On the other hand, the aforementioned parameters did not show similar regression coefficients for the ISQ value. NNd/TV, which is the number of branch points of the cancellous bone network/total volume of the measurement region [29], showed the strongest regression coefficient for the ISQ value (Fig. 5c). NNd/TV is the parameter mainly used for node-strut analysis [29, 41] to evaluate trabecular connectivity. NNd/TV represents the complexity of bone structure (the characteristic of the beam structure, i.e., bone quality), whereas BS/TV represents the bone surface area that is close to BMD. Generally, this parameter is used to evaluate the effects of drugs on osteoporosis [29, 30]. The finding indicates that bone quality (trabecular connectivity) has the best correlation with the ISQ value. The correlation coefficients between conventional test forces and BS/TV and that between the ISQ value and NNd/TV were lower but sufficient in the MSCT study when compared to the findings in the micro-CT study (Fig. 5d–f).

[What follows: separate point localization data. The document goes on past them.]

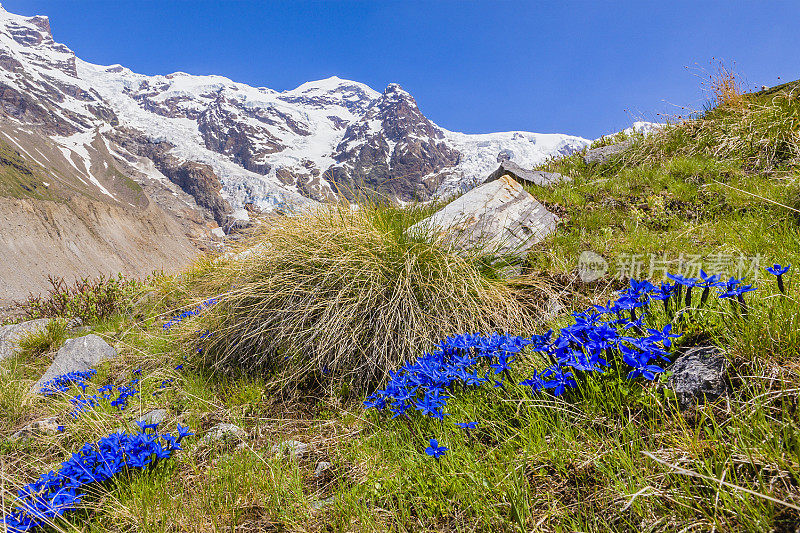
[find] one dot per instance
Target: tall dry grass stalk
(346, 296)
(725, 85)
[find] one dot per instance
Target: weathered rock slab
(699, 375)
(498, 218)
(77, 355)
(11, 334)
(524, 175)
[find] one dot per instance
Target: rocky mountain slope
(182, 158)
(244, 144)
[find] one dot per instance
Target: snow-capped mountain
(227, 145)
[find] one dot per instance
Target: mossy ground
(612, 456)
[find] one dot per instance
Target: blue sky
(585, 68)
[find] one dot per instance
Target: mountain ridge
(265, 147)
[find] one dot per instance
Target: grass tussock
(761, 133)
(347, 294)
(40, 342)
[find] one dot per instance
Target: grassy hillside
(237, 339)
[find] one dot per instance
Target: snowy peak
(230, 145)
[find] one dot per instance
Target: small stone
(11, 334)
(699, 375)
(321, 504)
(156, 416)
(47, 426)
(322, 467)
(223, 431)
(293, 448)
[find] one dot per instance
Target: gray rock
(11, 334)
(293, 448)
(221, 432)
(156, 416)
(699, 375)
(604, 153)
(498, 218)
(47, 426)
(321, 504)
(523, 175)
(322, 467)
(77, 355)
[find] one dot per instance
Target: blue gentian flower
(434, 450)
(778, 271)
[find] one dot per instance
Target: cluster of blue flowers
(116, 395)
(62, 383)
(57, 492)
(191, 312)
(422, 385)
(601, 338)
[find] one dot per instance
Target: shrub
(346, 294)
(87, 299)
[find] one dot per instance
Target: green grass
(341, 297)
(40, 342)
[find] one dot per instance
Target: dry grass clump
(761, 134)
(345, 294)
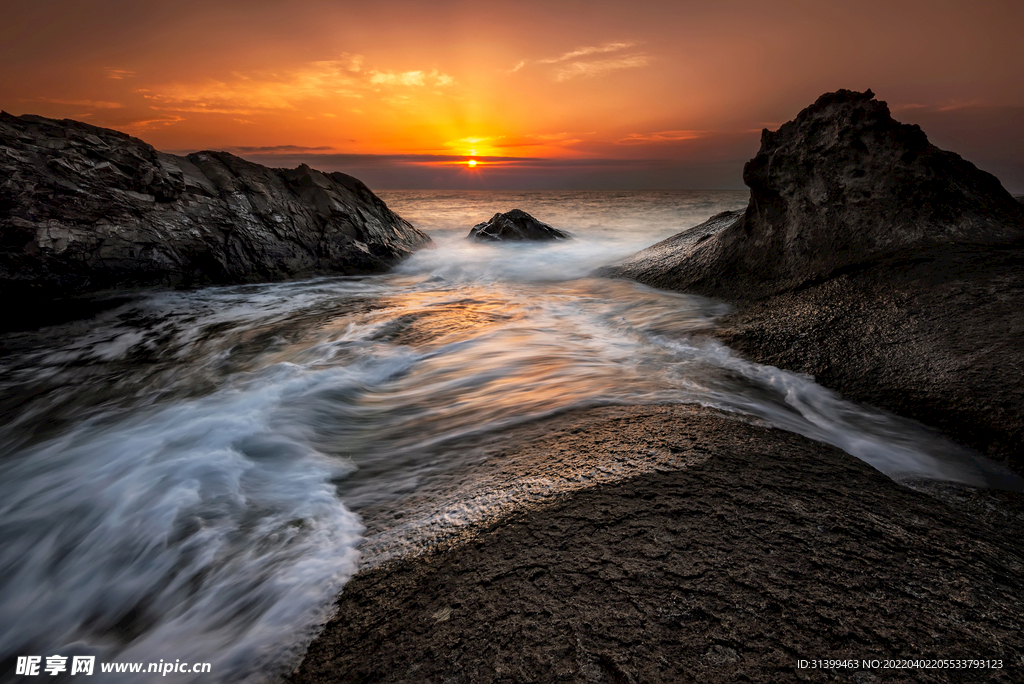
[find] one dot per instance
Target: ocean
(186, 475)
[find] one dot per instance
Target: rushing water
(179, 474)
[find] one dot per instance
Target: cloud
(118, 74)
(584, 51)
(417, 78)
(247, 94)
(660, 136)
(140, 126)
(569, 65)
(278, 148)
(91, 103)
(577, 69)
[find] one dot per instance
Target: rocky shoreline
(889, 270)
(86, 209)
(757, 549)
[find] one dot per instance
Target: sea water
(181, 476)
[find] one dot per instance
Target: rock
(515, 225)
(885, 267)
(759, 547)
(843, 184)
(84, 209)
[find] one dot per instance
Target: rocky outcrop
(84, 208)
(754, 548)
(842, 185)
(885, 267)
(515, 225)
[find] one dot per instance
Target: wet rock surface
(868, 258)
(758, 549)
(84, 209)
(515, 225)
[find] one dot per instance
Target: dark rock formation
(515, 225)
(759, 549)
(841, 185)
(84, 208)
(885, 267)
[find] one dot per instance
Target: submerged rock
(84, 208)
(515, 225)
(887, 268)
(842, 184)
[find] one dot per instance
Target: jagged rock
(84, 208)
(841, 185)
(887, 268)
(515, 225)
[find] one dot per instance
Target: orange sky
(554, 94)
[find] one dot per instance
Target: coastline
(758, 548)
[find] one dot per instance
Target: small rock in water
(515, 224)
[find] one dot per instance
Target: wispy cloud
(90, 103)
(280, 148)
(118, 74)
(576, 69)
(417, 78)
(584, 51)
(660, 136)
(142, 125)
(572, 65)
(249, 93)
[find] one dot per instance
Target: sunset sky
(542, 94)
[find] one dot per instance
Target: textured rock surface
(841, 185)
(515, 225)
(938, 337)
(885, 267)
(84, 208)
(761, 548)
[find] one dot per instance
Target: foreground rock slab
(515, 225)
(84, 209)
(763, 548)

In recent years, micro-architectural parameters from MSCT imaging have been reported [42]. In many MSCT studies, cadaveric investigations were performed using MSCT with all soft tissues removed and exposed to air [43]. Under such a condition, no surrounding tissue that can affect MSCT imaging is present, and this imaging condition is much better than the clinical imaging condition of a living body. In order to replicate the situation noted in a living human, we placed the vertebrae in a tank simulating the human body and performed MSCT imaging (Fig. 1a–d). As sufficient correlation was obtained even with examination under strict and disadvantageous circumstances in this study, we believe that the prediction of test forces from preclinical images is sufficiently possible even with the clinical MSCT images. In the future, the correlation coefficients could be improved through the development of high-resolution clinical CT. The present study has some limitations. First, we did not consider the influence of the firmness of the cortical bone of the pedicle itself on the test forces. Currently, a device capable of substantially and non-invasively measuring the bone strength itself is absent. Second, micro-CT imaging was performed on excised specimens in an in vitro setting. Therefore, it did not account for the variability of tissues surrounding the bones among the different cadavers. Third, although the specimens were placed in a simulated body, MSCT was performed in an in vitro setting. Fourth, we did not perform a DEXA evaluation of BMD, which remains the most used tool in clinical practice. Therefore, a correlation between DEXA parameters (e.g., BMD, trabecular bone score) might be of further interest. Fifth, the vertebrae with screws were not scanned using MSCT. Although micro-CT alone is sufficient for screw position confirmation, it is more desirable to use the same resolution image for the 3D volume position adjustment. Nevertheless, the results of this study will be useful in clinical research with the same equipment in the future.

In conclusion, we showed that both micro-CT and MSCT parameters affect the test forces of the pedicle screw (not only conventional test forces but also the ISQ value). Therefore, if their values are evaluated preoperatively, they can be used in the prediction of initial test forces and in preoperative planning (e.g., fixed vertebrae number and implant selection).